A high ranking State Department official assured a group of Zionist leaders that the Reagan Administration clearly supports Israel and that there “never has been an American President instinctively sympathetic to Israel” as President Reagan.

Morris Draper, Deputy Assistant Secretary of State for Near Eastern and South Asian Affairs, in his address here to the national exeuctive committee of the Zionist Organization of America, focused on the Administration’s proposed arms package to Saudi Arabia. He adamantly rejected the view that economic interests were an influence in the arms sale decision. He emphasized that the basis for the decision centered around the need for a credible deterrent in the area.

Draper stated that the Administration supported Israel’s security and that while there was an additional risk to Israel if the Saudis receive the arms and AWACS, it was “small” and “containable.” He described the AWACS as flying radar stations.

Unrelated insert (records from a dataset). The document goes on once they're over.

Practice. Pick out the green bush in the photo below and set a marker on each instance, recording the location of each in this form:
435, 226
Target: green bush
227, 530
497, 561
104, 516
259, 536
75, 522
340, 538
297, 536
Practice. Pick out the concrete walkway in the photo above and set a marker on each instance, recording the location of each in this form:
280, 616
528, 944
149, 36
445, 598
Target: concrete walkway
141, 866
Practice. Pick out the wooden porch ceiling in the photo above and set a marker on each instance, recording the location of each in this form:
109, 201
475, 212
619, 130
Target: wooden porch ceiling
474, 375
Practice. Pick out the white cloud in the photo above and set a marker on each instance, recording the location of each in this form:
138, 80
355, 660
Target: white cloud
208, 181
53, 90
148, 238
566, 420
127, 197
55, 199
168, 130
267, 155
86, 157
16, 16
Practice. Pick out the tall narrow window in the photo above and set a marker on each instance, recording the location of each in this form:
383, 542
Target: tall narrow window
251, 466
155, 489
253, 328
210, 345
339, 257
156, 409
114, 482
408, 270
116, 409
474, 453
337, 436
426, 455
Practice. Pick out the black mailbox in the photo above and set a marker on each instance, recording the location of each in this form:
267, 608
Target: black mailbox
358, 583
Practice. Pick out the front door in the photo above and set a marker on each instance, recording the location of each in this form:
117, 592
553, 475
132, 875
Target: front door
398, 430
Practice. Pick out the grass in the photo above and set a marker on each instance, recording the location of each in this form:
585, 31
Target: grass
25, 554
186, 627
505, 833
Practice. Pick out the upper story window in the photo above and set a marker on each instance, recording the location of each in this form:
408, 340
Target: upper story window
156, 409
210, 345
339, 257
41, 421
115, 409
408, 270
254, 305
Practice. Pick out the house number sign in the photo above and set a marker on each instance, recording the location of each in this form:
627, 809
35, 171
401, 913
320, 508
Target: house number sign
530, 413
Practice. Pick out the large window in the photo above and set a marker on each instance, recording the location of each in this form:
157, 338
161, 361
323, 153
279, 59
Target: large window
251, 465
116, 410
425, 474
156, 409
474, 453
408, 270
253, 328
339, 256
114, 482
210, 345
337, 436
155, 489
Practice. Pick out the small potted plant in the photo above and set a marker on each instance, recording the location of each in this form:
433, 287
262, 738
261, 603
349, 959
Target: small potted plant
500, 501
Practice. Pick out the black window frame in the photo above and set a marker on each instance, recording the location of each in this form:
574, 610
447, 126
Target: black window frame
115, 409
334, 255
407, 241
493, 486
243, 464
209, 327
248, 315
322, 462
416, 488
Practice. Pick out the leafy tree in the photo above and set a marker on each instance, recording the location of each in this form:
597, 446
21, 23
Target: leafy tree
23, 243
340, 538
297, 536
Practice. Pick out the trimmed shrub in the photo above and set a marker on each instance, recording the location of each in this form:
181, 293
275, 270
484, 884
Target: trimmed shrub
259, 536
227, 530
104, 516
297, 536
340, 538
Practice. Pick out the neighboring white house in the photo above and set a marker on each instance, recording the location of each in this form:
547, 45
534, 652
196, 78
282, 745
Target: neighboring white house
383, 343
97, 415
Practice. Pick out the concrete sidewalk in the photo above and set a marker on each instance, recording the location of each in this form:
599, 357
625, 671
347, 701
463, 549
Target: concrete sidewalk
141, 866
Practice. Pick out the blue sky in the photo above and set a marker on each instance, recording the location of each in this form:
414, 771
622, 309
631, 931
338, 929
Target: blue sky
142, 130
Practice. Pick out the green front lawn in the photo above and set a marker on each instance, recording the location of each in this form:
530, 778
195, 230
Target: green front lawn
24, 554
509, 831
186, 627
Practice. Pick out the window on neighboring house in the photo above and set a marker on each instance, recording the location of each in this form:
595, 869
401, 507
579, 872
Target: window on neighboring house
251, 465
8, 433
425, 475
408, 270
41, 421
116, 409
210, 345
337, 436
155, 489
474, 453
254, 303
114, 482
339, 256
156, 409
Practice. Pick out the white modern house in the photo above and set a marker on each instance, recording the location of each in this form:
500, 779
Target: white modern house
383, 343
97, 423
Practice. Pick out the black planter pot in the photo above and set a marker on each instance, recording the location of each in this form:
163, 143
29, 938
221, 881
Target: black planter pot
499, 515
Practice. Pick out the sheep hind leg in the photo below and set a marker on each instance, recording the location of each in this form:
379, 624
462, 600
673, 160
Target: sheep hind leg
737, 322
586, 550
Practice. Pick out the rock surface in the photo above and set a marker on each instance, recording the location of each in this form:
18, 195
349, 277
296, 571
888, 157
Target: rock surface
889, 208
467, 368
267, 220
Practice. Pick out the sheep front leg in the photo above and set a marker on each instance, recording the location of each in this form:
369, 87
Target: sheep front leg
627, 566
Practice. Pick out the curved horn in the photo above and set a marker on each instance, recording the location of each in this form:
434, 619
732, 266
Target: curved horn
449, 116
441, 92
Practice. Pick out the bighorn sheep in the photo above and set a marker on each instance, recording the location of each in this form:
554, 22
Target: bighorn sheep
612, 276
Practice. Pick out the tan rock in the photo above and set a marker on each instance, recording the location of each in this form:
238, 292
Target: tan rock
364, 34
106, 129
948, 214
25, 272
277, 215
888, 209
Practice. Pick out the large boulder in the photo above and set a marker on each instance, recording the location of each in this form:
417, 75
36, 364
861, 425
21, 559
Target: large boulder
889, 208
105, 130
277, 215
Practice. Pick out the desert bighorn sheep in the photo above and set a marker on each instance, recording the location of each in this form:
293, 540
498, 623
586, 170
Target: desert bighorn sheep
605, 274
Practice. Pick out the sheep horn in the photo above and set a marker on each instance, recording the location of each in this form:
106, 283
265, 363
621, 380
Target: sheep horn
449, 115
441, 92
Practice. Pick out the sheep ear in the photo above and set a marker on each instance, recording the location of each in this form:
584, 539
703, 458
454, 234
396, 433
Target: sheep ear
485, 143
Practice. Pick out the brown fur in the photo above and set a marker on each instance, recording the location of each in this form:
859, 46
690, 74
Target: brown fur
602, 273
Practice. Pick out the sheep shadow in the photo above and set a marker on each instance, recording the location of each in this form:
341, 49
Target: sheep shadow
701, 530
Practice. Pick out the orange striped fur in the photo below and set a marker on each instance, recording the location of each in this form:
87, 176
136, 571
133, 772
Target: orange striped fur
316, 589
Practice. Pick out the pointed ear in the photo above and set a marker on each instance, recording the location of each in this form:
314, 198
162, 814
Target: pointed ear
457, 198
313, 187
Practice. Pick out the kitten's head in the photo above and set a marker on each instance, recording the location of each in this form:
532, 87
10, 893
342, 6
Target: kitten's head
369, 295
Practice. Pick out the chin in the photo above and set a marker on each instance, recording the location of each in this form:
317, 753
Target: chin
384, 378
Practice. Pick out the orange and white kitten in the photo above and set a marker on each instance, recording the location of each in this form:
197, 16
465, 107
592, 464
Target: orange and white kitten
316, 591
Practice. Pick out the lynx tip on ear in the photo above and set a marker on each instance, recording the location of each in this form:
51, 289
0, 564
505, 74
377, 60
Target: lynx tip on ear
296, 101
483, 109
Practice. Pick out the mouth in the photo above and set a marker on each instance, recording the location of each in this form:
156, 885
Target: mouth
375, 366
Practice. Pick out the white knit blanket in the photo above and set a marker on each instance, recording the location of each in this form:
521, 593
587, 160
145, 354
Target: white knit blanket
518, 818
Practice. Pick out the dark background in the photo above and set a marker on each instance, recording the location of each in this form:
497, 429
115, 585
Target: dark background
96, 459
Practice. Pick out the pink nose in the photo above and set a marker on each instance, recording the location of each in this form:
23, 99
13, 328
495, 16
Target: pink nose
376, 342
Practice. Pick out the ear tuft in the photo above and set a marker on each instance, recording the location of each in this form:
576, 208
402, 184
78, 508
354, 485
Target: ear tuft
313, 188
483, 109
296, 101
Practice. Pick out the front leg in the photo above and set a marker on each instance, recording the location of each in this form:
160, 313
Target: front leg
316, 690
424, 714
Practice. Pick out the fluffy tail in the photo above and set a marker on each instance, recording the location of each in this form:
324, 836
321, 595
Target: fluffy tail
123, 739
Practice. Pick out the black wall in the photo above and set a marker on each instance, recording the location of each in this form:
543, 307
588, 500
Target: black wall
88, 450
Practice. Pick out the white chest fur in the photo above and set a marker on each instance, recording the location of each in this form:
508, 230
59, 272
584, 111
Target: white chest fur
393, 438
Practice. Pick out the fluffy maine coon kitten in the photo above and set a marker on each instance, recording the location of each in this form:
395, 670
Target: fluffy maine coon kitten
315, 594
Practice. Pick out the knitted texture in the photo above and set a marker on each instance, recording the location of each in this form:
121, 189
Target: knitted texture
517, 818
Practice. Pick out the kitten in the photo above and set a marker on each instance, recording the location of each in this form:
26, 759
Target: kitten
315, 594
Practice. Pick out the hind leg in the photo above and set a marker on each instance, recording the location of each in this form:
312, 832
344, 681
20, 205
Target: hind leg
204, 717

He said that Saudi Arabia is a friend of the United States and emphasized that the State Department had sought to obtain the support of Jordan and Saudi Arabia for the Egyptian-Israeli peace process and that it has tried to get the Saudis to cut down their support of the Palestine Liberation Organization. Draper added that the U.S. does not support what he termed some of the rhetoric of Saudi Arabia and that the U.S. regrets Saudi Arabia’s call for a Jihad (holy war).

Draper also said that the U.S. has “made it abundantly clear to the European Economic Community Ministers not to do anything to undermine our Middle East process, and that we look with some nervousness at what might emerge” as a result of their Mideast initiative which includes a call for the PLO to be “associated” with the peace process.

Rep. Brian Donnolly (D. Mass.) told the meeting that the proposed arms package is “not a Jewish issue, but an American one. It is an issue that must be kept before the President, the Congress and the Republic….It must be debated as a fundamental issue of our national security, of the security of Israel and of our commitment to avoid a continuing arms buildup in the Middle East.”